On a year-over-year basis, exports increased at an impressive pace in November. It grew 12.3% in November compared with 6.9% in October. It also surpassed analyst expectations of 5% increase. Moreover, imports increased 17.7% compared with expectations of 11.3%. This eased concerns about weakening demand. 
 
 
China's industrial output grew 6.2% year over year in October compared with 6.6% in September, and below Reuters forecast of 6.3%. China's production curbs to lower pollution have affected energy and pollution-intensive companies and compounded cost woes.
 
Economic Environment
 
China's National Bureau of Statistics said that the country's GDP grew 6.8% year over year in the third quarter compared with 6.9% in the second quarter.
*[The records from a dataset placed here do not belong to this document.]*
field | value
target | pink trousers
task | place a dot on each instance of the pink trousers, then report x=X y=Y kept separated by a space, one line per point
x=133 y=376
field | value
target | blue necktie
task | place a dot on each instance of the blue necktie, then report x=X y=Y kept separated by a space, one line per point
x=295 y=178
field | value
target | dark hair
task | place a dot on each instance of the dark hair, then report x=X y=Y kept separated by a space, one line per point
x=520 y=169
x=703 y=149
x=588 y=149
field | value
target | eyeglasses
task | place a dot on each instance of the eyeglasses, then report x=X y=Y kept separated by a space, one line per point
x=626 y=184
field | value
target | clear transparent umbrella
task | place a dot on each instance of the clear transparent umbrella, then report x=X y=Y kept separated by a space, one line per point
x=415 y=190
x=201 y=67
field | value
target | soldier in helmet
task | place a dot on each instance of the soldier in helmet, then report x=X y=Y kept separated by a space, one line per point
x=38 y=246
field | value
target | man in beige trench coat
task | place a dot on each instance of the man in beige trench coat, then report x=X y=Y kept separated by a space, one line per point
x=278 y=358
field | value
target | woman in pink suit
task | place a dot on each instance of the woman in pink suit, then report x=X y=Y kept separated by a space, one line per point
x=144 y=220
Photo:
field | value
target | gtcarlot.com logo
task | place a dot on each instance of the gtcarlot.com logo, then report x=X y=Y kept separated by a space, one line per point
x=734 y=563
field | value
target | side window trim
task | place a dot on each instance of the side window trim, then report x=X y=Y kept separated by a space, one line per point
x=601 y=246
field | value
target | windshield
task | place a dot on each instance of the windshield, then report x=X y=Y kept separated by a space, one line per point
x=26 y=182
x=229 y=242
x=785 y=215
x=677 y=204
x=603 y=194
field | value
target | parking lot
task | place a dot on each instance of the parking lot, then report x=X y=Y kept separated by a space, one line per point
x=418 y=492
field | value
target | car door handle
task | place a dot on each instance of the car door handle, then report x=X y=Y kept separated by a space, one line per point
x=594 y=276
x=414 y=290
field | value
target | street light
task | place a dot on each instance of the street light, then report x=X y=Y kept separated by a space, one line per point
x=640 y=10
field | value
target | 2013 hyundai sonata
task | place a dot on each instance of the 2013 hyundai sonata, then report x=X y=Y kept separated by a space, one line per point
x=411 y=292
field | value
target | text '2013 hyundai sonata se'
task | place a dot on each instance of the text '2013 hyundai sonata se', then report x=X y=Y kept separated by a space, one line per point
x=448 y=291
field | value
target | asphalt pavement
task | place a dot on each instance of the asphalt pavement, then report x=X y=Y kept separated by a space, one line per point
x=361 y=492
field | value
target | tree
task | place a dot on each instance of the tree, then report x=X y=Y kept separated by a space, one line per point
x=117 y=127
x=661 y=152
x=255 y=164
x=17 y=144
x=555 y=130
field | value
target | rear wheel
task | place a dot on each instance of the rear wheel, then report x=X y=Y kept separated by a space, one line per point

Consumer price index increased 1.9% year over year in October compared with 1.6% in September, and came in above expectations of 1.8%. However, it is still way behind China's target of 3%. 
 
Geopolitical Risks
 
China is also subject to geopolitical risks as Asian markets suffer from massive volatility due to North Korea's actions. Last month, North Korea launched a Hwasong-15 missile with improved technology that flew over Japan, per Korean Central News Agency (KCNA). Per United States Secretary of Defense, James Mattis, this missile flew higher than the missiles fired earlier.
 
Let us now discuss a few ETFs focused on providing exposure to the Chinese economy (see all Asia-Pacific Emerging ETFs here).
 
iShares China Large-Cap ETF (FXI - Free Report)
 
This fund seeks to provide exposure to Chinese equities, serving as a pure play on the economy.
 
It has AUM of $3.6 billion and is a relatively expensive bet as it charges a fee of 74 basis points a year. From a sector look, Financials, Energy and Information Technology are the top three allocations of the fund, with 49.1%, 11.0% and 10.6% exposure, respectively (as of Dec 8, 2017). From an individual holding perspective, Tencent Holdings Ltd, China Construction Bank Corp and Industrial and Commercial Bank of China are the top three allocations of the fund, with 10.6%, 8.6% and 7.5% exposure, respectively (as of Dec 8, 2017). The fund has returned 29.6% year to date and 24.4% in a year (as of Dec 8, 2017). FXI currently has a Zacks ETF Rank #3 (Hold) with a Medium risk outlook.
 
iShares MSCI China ETF (MCHI - Free Report)
 
This ETF is another such option to play the BRIC nation.
 
It has AUM of $2.6 billion and charges a fee of 64 basis points a year. From a sector look, Information Technology, Financials and Consumer Discretionary are the top three allocations of the fund, with 42%, 22.7% and 9.2% exposure, respectively (as of Dec 8, 2017). From an individual holding perspective, Tencent Holdings Ltd, Alibaba Group Holding ADR and China Construction Bank Corp are the top three allocations of the fund, with 18.4%, 13.1% and 4.6% exposure, respectively (as of Dec 8, 2017). The fund has returned 44.6% year to date and 41.2% in a year (as of Dec 8, 2017). MCHI currently has a Zacks ETF Rank #3 with a Medium risk outlook.
 
SPDR S&P China ETF (GXC - Free Report)
 
This fund has AUM of $1.1 billion and charges a fee of 59 basis points a year. From a sector look, Information Technology, Financials and Consumer Discretionary are the top three allocations of the fund, with 37%, 22.4% and 10.4% exposure, respectively (as of Dec 7, 2017). From an individual holding perspective, Tencent Holdings Ltd, Alibaba Group Holding ADR and China Construction Bank Corporation are the top three allocations of the fund, with 15%, 11.2%, and 5.1% exposure, respectively (as of Dec 7, 2017). The fund has returned 44.3% year to date and 40.2% in a year (as of Dec 8, 2017). GXC currently has a Zacks ETF Rank #3 with a Medium risk outlook.